At this point, what the guy's logic must mean is that the law is literally unsalvageable. That it could not be fixed in any meaningful way for any reasonable cost (and remember, this is a GOP that is willing to blow a trillion dollar hole in the budget for their other priorities).

Now, he knows that's not logically true. He's even been told (correctly) that other entitlements (Medicare, Medicaid) had similar problems during their roll-outs but they got fixed by congress.

So why is he clinging to this nonsense?

Because the alternative is horrible.

The Real Reason They Couldn't Repeal Obamacare

The reason the GOP couldn't repeal and replace O-care is because it's a conservative solution to start with. You will use healthcare at some time in your life. Making you pay in advance is legit. At least that's what Romney and the Heritage Foundation thought (and this guy considers Romney a great man--so, you know).

Now, O-care DID add some libby stuff in, like making sure they couldn't sell you junk insurance. Ayn Rand is rolling over in her grave, yo. But still--the problem is that the GOP doesn't have a solution that fits their needs because their isn't one.

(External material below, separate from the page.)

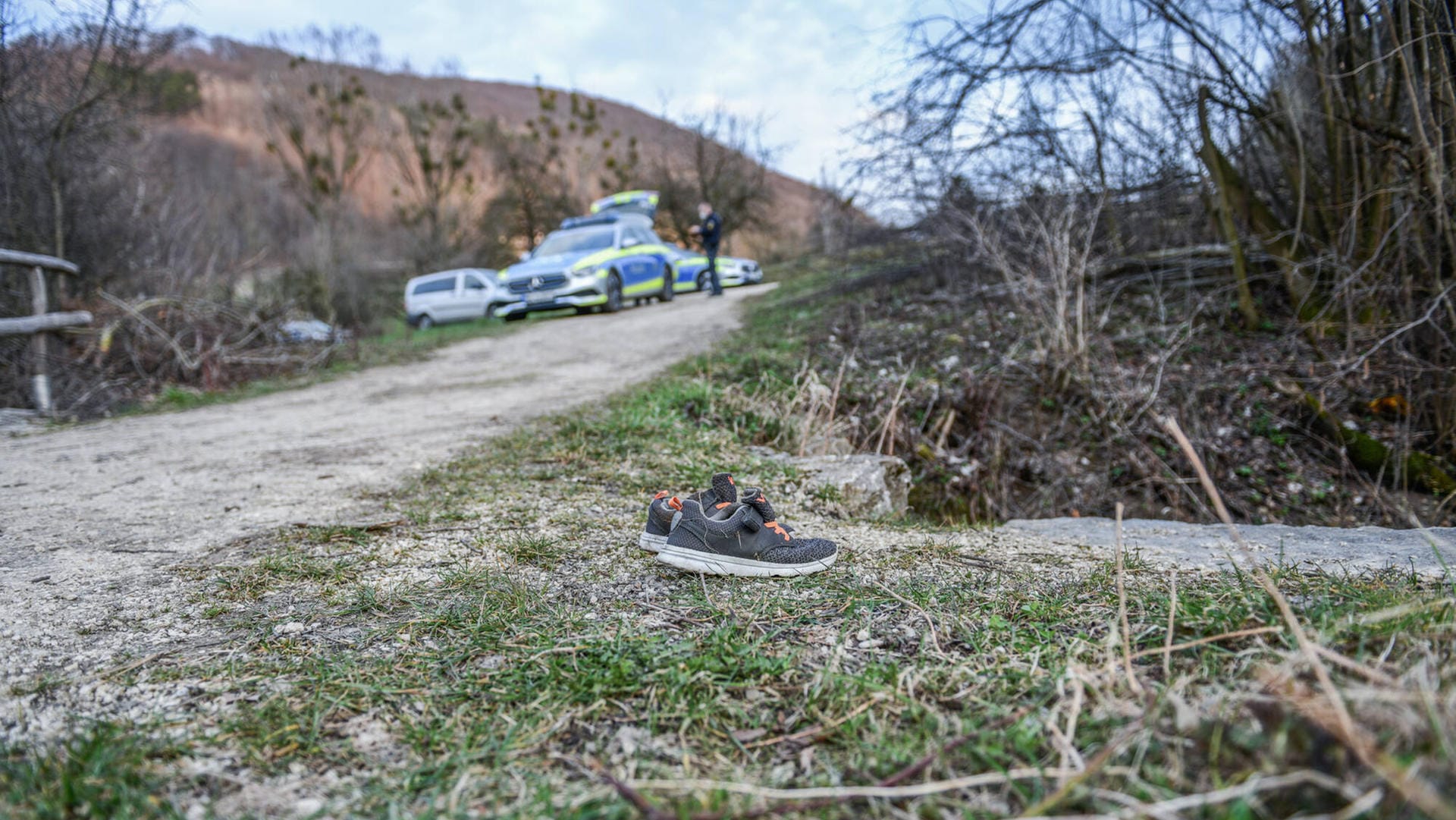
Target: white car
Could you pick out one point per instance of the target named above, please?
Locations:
(452, 296)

What they were responding to is a base that desperately wanted to erase every possible legacy of Obama for, uhm, "partisan reasons" (and by "partisan reasons," The Omnivore points you to Mr. Trump refusing to denounce white supremacists at yesterday's Unite the Right march). But you won't hear that on Fox & Friends.

When forced to combine their base's unspeakable (literally--like, you can't say that) with the reality of the impact on their voting populace, they failed utterly.

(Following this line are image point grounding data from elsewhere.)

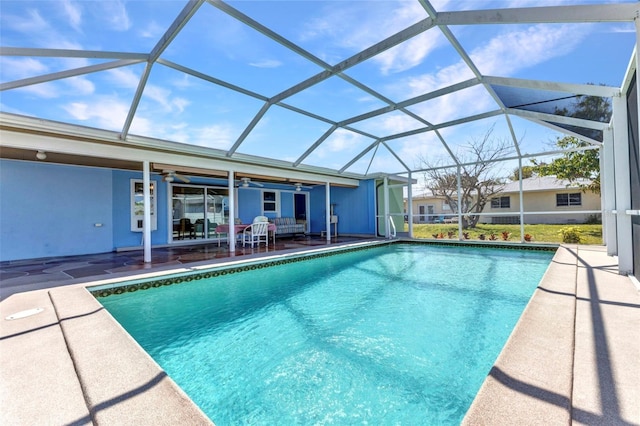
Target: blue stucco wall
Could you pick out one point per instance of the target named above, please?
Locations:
(51, 210)
(355, 208)
(122, 234)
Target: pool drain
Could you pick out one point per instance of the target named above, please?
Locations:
(24, 314)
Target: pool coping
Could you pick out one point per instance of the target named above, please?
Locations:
(70, 359)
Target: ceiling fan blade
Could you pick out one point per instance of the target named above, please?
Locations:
(184, 179)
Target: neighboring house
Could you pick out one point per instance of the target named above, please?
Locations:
(560, 203)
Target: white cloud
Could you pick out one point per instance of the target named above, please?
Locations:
(34, 23)
(80, 85)
(183, 82)
(73, 13)
(124, 77)
(180, 103)
(115, 13)
(340, 141)
(410, 53)
(220, 136)
(19, 68)
(266, 63)
(349, 26)
(42, 91)
(152, 30)
(105, 112)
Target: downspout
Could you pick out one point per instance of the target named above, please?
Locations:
(232, 211)
(146, 223)
(410, 206)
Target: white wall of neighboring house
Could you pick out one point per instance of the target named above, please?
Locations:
(539, 195)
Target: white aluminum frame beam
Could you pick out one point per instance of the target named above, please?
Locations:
(622, 185)
(624, 12)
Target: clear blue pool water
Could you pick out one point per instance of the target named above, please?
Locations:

And what's worse: they can't even explain it to people who don't know.

2 comments:

  1. Speaking as someone hip deep in the medical insurance industry, it remains baffling to me that the real reason for runaway premium costs: the lack of regulation on medical and pharmaceutical pricing, continues to be completely ignored. The lobbbyists explain why congress isn't talking about it, but I can only assume that the average Joe isn't talking about this because they are unaware of how ridiculously arbitrary and inflated their base medical costs are, and the providers have bought in to and gamed the system so badly that you'll never hear a doctor talk honestly about this.

    ReplyDelete
  2. It's true. Our medical/pharmaceutical industry - and, make no mistake, that's exactly what it is - has degenerated into a cruel and arbitrary hostage racket. Fraud and other villainy is omnipresent at all levels, because no one - not the providers, not the administrative staff, and certainly not the patients - have even the faintest idea what anything really costs. This results from a near-total lack of transparency, and what economists like to term "informational asymmetries".

    As long as we have to endure incomprehensible hospital bills with $400 line-item charges for things like "Misc. Svcs" (is this Tylenol? Maybe.), the shenanigans will continue. Why say "black eye, right side" when you can use an ICD code like "S00.11XA"? Or a "REVE" CPT code instead of "red-blood-cell count"?

    Also interesting: which professions decided to use a dead language in which to perform at least some of their internal communication, and why?